Lloyd Blankfein was on a panel at the Clinton Global Initiative, performing his Mitt Romney impression to the approving nods of Bill and Hilary Clinton neoliberal sycophants. I only wish I could give the Clintons enough money to attend. It was an artful collage of the ideas of the .1%, delivered by the feral rich themselves.
Blankfein opened with a joke: Business is better than philanthropy at pulling people out of poverty. See, it’s funny because Goldman Sachs has never raised anyone out of poverty. It’s business model is based on proprietary trading, or more accurately, ripping off savers and investors, keeping 40% of the proceeds, paying a few pennies to shareholders, and using the rest to rip off more money from savers and investors. Is it fair to ask how many people were lifted out of poverty by Goldman Sachs’ high frequency trading? Or its control over the aluminum supply? The moderator, Fareed Zakaria, didn’t ask.
Then the Mitt Romney moment.
… Blankfein praised the U.S. for having “accepted a higher unemployment rate” over the past few years, even as it bailed out the banks. Labor market flexibility—reflected in the ability of U.S. companies to fire workers—is one of the reasons the U.S. is doing so well despite many headwinds in the economy, he said.
That’s Blankfein’s shoutout to his friends in the Obama administration, which was so helpful to the criminal class on Wall Street: tons of money for their insolvent businesses, no criminal prosecutions, and tax deductions for those fines and penalties and give-backs paid to whiny losers like pension plans and governments. It was also a compliment to the jackasses in the Tea Party, who helpfully kept taxes down on hyper-rich jerks like Blankfein while slashing support for the people Blankfein and his fellow smart bankers ruined in the Great Crash.
It is a filthy lie that Americans love and accept outrageous unemployment, but that’s probably what allows Blankfein to sleep at night under his duvet woven with gold and silver threads in a skull pattern, and stuffed with thousand dollar bills. The evidence shows that people want to work, and will take any job or jobs to feed their families, and don’t want handouts. They want government to do something about unemployment, so they can lift themselves out of poverty by honest labor. Where the hell is Blankfein’s precious capitalism, it’s “honest labor”? He and his bankster friends are lined up at the Fed collecting free money and stacking it up in the Cayman Islands. Untaxed.
Zakaria asked Blankfein about the bonuses to Goldman Sachs employees paid from taxpayer funded bailouts:
Blankfein said that what [former Treasury Secretary and Bailout Architect Hank] Paulson and other critics failed to appreciate was that bonuses did not go to those at the very top, but to the hundreds of managers who guided the company through a difficult period.
“We understand why the rest of the country was aggrieved, but [Goldman bankers] didn’t feel they were the instrumentality of the problem.”
Well, they wouldn’t, would they? They were doing God’s Work, stealing money from investors and savers and keeping it for themselves. The Bank-Loving Obama Administration did nothing to disabuse the thieves of the idea that they were Godly, say by locking their asses in jail for a goodly stretch, unlike the Bush administration, which at least tried to prosecute some of the Enron Perps.

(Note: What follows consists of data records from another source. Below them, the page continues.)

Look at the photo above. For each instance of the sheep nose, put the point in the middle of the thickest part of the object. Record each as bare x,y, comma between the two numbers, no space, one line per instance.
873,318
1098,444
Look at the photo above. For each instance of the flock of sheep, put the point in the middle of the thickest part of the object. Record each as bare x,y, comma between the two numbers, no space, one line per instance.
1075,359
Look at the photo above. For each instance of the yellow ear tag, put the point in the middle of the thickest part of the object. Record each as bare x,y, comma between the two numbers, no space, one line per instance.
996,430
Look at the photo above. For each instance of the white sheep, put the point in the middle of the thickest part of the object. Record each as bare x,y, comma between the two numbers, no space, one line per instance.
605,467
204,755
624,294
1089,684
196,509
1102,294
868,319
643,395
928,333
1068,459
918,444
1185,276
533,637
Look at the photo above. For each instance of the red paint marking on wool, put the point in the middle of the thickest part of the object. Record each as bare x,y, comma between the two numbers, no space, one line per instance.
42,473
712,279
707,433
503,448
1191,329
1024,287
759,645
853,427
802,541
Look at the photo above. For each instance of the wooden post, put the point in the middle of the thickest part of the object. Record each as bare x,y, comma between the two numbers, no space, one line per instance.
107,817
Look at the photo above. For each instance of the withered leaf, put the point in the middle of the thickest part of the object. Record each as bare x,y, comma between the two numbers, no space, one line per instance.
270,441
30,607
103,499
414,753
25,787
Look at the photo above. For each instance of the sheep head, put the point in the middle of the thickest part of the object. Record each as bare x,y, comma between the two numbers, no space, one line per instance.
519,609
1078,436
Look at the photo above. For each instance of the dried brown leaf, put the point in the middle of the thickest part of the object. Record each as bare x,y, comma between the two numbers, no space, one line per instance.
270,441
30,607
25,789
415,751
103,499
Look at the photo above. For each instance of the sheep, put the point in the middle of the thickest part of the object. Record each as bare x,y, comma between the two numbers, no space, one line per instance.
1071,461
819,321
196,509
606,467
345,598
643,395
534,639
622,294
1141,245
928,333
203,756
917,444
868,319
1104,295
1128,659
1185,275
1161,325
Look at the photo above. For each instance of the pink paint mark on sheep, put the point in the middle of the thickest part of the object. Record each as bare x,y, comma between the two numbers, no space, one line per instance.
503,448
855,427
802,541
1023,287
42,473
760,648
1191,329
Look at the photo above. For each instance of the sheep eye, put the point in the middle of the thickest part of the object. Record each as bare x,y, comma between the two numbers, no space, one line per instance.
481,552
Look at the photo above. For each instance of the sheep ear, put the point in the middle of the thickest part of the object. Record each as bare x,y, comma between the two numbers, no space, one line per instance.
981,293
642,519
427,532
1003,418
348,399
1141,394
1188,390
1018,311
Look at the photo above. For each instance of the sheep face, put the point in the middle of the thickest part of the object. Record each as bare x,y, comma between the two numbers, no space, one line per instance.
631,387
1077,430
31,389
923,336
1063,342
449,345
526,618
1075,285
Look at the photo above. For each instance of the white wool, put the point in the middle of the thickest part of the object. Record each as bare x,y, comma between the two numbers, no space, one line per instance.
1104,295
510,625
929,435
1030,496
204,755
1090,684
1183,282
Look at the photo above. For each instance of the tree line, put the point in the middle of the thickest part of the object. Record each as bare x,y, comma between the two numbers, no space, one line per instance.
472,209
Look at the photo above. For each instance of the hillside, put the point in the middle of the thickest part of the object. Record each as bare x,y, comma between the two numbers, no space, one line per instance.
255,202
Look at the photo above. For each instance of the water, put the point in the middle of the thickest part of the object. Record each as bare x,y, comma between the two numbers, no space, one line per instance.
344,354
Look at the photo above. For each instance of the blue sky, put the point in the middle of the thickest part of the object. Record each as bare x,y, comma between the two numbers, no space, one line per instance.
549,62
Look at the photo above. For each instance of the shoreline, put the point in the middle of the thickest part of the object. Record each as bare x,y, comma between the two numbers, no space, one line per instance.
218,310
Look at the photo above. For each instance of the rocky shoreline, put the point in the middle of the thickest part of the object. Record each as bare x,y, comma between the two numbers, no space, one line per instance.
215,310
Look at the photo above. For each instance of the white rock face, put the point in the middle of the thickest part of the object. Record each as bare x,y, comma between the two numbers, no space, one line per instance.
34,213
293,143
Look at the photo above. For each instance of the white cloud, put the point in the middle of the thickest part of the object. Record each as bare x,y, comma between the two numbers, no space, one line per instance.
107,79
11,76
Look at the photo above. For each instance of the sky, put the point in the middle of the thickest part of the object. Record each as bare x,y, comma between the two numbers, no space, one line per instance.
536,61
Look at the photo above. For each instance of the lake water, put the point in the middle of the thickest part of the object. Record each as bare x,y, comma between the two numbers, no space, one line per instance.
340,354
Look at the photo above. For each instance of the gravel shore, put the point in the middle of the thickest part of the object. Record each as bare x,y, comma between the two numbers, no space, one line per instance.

It’s good to know that there was some disagreement on this panel of our betters. It came in a discussion of whether the Tea Party should destroy the government for the benefit of its Robber Baron Capitalist funders. Jim Rogers of Duke Energy explained that the problem in congress is that the left and right wings can’t work together. This version of the standard media line, Both Sides Do It, no doubt drew knowing nods from a crowd that thinks there is a left wing contingent in Congress. That’s a kind of certainty, explained Rogers, because he knows government won’t be able to indict him and his business for breaking any of those pesky anti-trust or securities laws. Actually, he said it enables him to plan for the future without relying solely on government to protect it and give it goodies.
Blankfein disagreed, saying that his business needed government to protect him from the tar and feather crowd. Actually, he said he wants government to make sure “markets” are calm and friendly to his algorithmic trading computers. So he had a few weak words about the political process of raising the debt ceiling and avoiding shutdowns, blaming both sides for lousy process.
Then they all sat down to eat and drink with their friends, the Clintons. It’s enough to gag a maggot.